Unfortunately, Azure API doesn't allow "one-click checkout" to create instance with one call (unlike GCP, AWS).
Some ideas for optimization:
- check if all of those instances require public IP in the first place (if they use generic worker and proxy tunnel, they probably don't)
- investigate if it is possible to re-use IP/NIC interfaces for different VMs. So we would keep a pool of "reserved" IPs/NICs, and will not deprovision them instantly, but keep them alive for couple of hours - days(?) to be able to use them once again for newly created instances
- Split Azure loop into several concurrent jobs/threads/loops to allow parallel operations
Public IPs should only be needed by docker-worker (for integration with https://github.com/taskcluster/stateless-dns-server) and I don't think we deploy docker-worker in azure, so I think public IPs aren't needed at all in our azure worker pools.

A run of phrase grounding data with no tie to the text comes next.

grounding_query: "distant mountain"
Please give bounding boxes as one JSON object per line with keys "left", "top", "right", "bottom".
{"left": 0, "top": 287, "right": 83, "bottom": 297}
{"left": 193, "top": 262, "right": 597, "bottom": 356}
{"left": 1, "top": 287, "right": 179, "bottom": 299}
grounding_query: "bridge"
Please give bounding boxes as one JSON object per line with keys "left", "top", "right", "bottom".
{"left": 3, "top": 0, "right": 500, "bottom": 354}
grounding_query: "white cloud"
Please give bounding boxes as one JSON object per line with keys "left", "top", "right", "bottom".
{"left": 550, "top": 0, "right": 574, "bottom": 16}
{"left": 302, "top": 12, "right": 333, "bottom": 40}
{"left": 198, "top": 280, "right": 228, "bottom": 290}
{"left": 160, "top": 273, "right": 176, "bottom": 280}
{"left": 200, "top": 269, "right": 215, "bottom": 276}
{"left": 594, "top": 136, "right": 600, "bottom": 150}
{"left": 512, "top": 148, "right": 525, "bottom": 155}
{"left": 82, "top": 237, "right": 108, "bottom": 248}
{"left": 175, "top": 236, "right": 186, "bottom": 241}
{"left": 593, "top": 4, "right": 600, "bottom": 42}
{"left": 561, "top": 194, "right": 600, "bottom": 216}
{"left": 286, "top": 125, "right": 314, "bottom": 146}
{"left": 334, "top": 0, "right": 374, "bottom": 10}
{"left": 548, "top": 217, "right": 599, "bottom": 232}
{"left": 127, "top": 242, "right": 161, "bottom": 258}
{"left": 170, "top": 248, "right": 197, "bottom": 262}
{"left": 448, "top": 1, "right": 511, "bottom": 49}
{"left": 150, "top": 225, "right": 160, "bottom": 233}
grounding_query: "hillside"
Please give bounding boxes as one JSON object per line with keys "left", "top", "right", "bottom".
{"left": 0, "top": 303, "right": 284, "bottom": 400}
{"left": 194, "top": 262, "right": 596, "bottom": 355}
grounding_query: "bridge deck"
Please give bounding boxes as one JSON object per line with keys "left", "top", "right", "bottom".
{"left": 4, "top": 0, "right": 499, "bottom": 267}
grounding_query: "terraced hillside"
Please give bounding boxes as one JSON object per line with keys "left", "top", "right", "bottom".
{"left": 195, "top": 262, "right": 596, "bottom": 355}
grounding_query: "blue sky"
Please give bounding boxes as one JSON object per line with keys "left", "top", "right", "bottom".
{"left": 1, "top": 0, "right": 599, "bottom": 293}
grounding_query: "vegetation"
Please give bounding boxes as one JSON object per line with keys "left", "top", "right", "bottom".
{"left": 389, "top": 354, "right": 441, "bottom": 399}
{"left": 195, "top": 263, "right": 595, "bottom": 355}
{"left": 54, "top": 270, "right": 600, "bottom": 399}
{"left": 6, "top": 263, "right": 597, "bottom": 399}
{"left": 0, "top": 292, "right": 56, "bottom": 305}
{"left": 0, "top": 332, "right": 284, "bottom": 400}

that's great news @petemoore. I checked provider configs on FxCI, and Azure configs do not contain anything related to docker worker config, only generic worker configs. We could make this check on the provider config level, and if it doesn't contain docker config, we can skip IP/NIC creation. I would need to verify this first, if it works at all without ip/nic
It might require though different approach - https://docs.microsoft.com/en-us/azure/virtual-network/nat-gateway/nat-overview
Upd: also confirmed by :mcornmesser
From a previous conversations we have no need for public IPs in Azure. The VMs are provisioned with because of an old/not current requirement for livelog.
Before merging scanner and provisioner into a single process, I would like to experiment in splitting azure scanner from the rest.
Idea would be to have existing workerScanner doing loops for everything except azure workers. And second one will only check azure workers.
Provisional steps towards improving Azure scanner:
- step 1: generic workers on Azure do not need public IP (unless someone is using RDP session), so provisioning of those is optional 44.9.0-2
- step 2: split azure worker scanner from rest of providers. Isolation will help to unblock faster cloud providers that might not want to wait 2 hours until azure is done provisioning own workers
- step 3: measure performance of the isolated azure scanner and determine strategies to improve "1 resource per loop" provisioning story.
Upd:
this bugzilla issue gave more insights of the problem: there was almost 10 hours of worker scanner misery, caused by failing azure api calls. During that time there were 336 events of cloud-api-paused, because of calls taking minutes or failures with 50x errors.
In my opinion we should decouple Azure and give it increased max iteration time values.